"It's 'Guys and Dolls,' Jerry, not 'Guys and Guys'!" -George Costanza (Jason Alexander) defending his birthday gift of theatre tickets to a "lavish Broadway musical" to Jerry (Jerry Seinfeld) on "Seinfeld"It's no secret to anyone who reads this blog that I love film musicals.
The musical - inarguably - is the definitive movie genre, encompassing as it does every possible craft and art, and I personally resent the shabby treatment that it's received at the hands of people who don't understand it, don't want to understand it and don't have the capacity to appreciate it.
There!
Over the past 50 years or so, the film musical has been abandoned, ridiculed, mindlessly associated with gay men almost exclusively, and half-heartedly - and almost begrudgingly - appropriated by insincere filmmakers who just don't get it. And exacerbating matters, critics who should know better, have operated like bullies, waiting around the corner to sabotage and bludgeon any attempt at reviving the form.
These are professionals who have convinced themselves that the last great musical was Donen-Kelly's fabulous "Singin' in the Rain," who have embraced abberations that are esssentially anti-musicals ("Cabaret," "Moulin Rouge!") and who have exhibited little patience with either the joyful "traditional" film-musical format or those scattered titles that have attempted to redefine and experiment with the genre.
All of this is in preamble to honoring Herbert Ross' overlooked 1969 musical remake of "Goodbye, Mr. Chips" which popped up on Turner Classic Movies yesterday (in its roadshow incarnation, natch) and which is a fine example of a veteran musical showman experimenting with the form with incredible style and sensitivity.

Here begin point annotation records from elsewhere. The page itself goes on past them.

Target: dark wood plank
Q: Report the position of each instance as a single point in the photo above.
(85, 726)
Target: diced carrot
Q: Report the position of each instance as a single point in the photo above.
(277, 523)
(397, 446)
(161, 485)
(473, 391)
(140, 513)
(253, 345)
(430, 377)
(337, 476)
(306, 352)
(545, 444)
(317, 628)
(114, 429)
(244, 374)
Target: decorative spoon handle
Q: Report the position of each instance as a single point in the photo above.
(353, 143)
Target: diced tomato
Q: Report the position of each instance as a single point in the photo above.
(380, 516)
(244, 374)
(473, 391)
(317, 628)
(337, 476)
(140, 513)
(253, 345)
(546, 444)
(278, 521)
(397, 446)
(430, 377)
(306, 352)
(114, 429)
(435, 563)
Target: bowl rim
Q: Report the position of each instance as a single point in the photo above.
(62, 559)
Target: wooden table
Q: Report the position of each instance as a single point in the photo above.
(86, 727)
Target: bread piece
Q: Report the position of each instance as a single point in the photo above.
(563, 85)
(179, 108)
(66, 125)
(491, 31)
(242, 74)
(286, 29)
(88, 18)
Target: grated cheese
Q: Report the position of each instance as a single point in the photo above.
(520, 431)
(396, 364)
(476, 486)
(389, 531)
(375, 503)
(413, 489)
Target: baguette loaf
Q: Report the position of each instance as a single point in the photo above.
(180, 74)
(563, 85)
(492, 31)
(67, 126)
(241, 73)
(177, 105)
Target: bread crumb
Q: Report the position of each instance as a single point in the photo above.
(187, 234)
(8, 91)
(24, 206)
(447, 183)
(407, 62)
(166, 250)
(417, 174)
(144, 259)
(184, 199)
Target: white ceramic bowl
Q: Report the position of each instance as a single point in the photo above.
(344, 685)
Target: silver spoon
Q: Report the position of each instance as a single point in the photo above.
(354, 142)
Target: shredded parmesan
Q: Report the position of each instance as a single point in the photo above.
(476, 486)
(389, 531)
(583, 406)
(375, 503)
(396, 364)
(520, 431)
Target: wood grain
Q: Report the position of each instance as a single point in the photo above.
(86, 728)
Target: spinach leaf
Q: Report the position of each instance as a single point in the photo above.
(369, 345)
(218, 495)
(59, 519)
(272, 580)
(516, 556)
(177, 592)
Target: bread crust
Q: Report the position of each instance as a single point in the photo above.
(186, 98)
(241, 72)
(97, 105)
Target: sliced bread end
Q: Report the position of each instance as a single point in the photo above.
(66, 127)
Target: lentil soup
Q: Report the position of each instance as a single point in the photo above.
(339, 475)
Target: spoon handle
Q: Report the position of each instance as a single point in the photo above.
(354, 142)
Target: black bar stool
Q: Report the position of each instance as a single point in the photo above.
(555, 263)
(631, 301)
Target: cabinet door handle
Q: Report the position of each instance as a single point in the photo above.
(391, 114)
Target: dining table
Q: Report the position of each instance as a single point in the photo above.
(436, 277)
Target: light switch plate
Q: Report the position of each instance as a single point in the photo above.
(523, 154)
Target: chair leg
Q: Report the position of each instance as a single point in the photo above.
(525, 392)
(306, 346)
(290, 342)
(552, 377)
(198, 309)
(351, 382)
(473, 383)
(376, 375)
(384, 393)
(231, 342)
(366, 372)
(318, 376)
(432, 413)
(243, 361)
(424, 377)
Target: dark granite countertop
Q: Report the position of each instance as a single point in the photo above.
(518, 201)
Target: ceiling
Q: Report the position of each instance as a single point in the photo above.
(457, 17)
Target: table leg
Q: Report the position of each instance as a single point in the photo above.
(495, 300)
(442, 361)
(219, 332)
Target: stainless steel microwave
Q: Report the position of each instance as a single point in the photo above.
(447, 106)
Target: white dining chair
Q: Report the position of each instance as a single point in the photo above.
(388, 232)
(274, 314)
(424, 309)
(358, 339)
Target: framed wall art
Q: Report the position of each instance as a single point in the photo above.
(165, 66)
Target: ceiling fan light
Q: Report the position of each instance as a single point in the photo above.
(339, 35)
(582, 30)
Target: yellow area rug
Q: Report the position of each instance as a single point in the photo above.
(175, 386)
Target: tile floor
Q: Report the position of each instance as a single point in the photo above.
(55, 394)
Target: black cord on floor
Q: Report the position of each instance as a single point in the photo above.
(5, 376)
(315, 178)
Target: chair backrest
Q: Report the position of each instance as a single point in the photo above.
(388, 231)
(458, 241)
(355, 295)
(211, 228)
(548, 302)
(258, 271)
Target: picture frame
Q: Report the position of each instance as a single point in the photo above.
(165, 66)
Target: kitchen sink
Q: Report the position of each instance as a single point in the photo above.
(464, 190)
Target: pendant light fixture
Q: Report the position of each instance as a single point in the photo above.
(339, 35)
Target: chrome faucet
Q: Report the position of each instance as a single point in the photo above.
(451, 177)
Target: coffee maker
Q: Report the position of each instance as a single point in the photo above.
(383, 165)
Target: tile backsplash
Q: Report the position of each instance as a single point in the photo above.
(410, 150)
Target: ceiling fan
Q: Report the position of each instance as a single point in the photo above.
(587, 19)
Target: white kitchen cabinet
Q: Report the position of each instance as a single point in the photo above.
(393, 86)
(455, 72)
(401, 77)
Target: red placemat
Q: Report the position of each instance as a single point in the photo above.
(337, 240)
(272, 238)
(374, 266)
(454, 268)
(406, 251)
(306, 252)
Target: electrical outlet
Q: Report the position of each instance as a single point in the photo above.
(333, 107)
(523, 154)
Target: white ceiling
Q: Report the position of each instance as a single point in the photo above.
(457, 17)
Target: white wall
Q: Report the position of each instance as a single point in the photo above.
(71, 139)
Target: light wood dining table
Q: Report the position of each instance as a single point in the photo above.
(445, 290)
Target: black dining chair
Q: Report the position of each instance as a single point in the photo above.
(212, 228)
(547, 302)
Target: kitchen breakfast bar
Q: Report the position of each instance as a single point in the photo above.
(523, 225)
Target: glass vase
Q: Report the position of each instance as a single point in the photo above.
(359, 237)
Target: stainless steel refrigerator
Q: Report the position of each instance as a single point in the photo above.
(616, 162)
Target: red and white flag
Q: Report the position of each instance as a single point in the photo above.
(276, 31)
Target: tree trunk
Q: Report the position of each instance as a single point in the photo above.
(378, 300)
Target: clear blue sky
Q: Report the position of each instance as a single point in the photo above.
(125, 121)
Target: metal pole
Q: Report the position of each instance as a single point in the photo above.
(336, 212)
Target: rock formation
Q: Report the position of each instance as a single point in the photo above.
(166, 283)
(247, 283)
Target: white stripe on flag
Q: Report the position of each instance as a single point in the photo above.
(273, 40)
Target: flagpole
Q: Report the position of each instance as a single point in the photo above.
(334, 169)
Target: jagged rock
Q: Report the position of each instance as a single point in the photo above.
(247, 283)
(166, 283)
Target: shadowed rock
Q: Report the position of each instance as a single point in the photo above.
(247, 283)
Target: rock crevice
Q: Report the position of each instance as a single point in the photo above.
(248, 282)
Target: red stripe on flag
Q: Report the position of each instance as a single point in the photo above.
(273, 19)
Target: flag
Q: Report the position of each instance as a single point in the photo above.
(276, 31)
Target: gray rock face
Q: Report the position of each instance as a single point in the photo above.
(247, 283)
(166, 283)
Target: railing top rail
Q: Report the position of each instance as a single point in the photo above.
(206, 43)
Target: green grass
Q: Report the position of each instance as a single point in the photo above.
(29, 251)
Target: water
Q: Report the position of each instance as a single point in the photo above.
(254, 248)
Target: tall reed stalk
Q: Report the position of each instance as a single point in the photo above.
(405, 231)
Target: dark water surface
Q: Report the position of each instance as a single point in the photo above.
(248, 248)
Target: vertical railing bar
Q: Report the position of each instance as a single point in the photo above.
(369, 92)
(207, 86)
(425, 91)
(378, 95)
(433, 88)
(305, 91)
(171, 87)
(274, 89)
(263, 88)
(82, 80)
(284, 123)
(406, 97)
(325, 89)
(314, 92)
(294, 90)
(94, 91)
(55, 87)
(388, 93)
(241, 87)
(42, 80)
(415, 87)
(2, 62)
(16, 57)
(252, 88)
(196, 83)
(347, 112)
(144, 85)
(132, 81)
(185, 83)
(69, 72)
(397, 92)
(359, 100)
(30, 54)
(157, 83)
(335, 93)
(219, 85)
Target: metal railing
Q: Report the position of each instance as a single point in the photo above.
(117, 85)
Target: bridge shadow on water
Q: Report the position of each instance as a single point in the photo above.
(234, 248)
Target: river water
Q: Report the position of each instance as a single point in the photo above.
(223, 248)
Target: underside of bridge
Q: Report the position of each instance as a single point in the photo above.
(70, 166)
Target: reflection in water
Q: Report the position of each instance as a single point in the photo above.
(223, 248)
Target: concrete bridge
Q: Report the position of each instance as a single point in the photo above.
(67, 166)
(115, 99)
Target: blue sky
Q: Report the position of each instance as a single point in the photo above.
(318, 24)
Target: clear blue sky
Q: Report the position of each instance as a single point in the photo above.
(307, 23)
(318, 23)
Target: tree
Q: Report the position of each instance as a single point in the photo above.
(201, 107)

In its day, "Goodbye, Mr. Chips" was an attempt to stand apart from the "Hello, Dollys" of the era, opting instead for a lean, clean simplicity and sophistication that might make it more palatable for moviegoers who, jaded by big-studio bigness, were turning towards something different, less predictable, more artful.
Based, of course, on James Hilton's 1934 novel (also the source of the 1939 Sam Wood film with Robert Donat and Greer Garson), "Goodbye, Mr. Chips" is an incredibly sad tale of a man, a reserved teacher at a boys' boarding school, who was fated to be alone. For one brief moment, a woman comes into his life, igniting it, but her presence proves to be wrenchingly brief. Mr. Chips' life ends the way it began - in solitude.
Hilton aptly described his tale as "a long short story."
Ross's vision of this fable is elegiac, warm and pervasively mournful - qualities that are brilliantly abetted by Leslie Bricusse's romantically yearning songs, scored here to perfection by John Williams.
Not all of the songs are sung outright; in fact, most of them are moodily presented as thoughts. We hear what the characters are thinking - and they think in song. Ross did his own choreography for the film, which he wisely kept sparse, and he was assisted by his wife Nora Kaye.
In the lead roles, Peter O'Toole and Petula Clark are respectively introverted and extroverted. O'Toole brings immense dignity and feeling to his reading of Terence Rattigan's dialogue and Bricusse's lyrics.
Clark, meanwhile, demonstrates that she was made to be a leading screen soubrette. Alas, that never happened. "Chips" and Francis Ford Coppola's version of "Finian's Rainbow" (1968) are the only two major studio film musicals that she made. Another missed opportunity.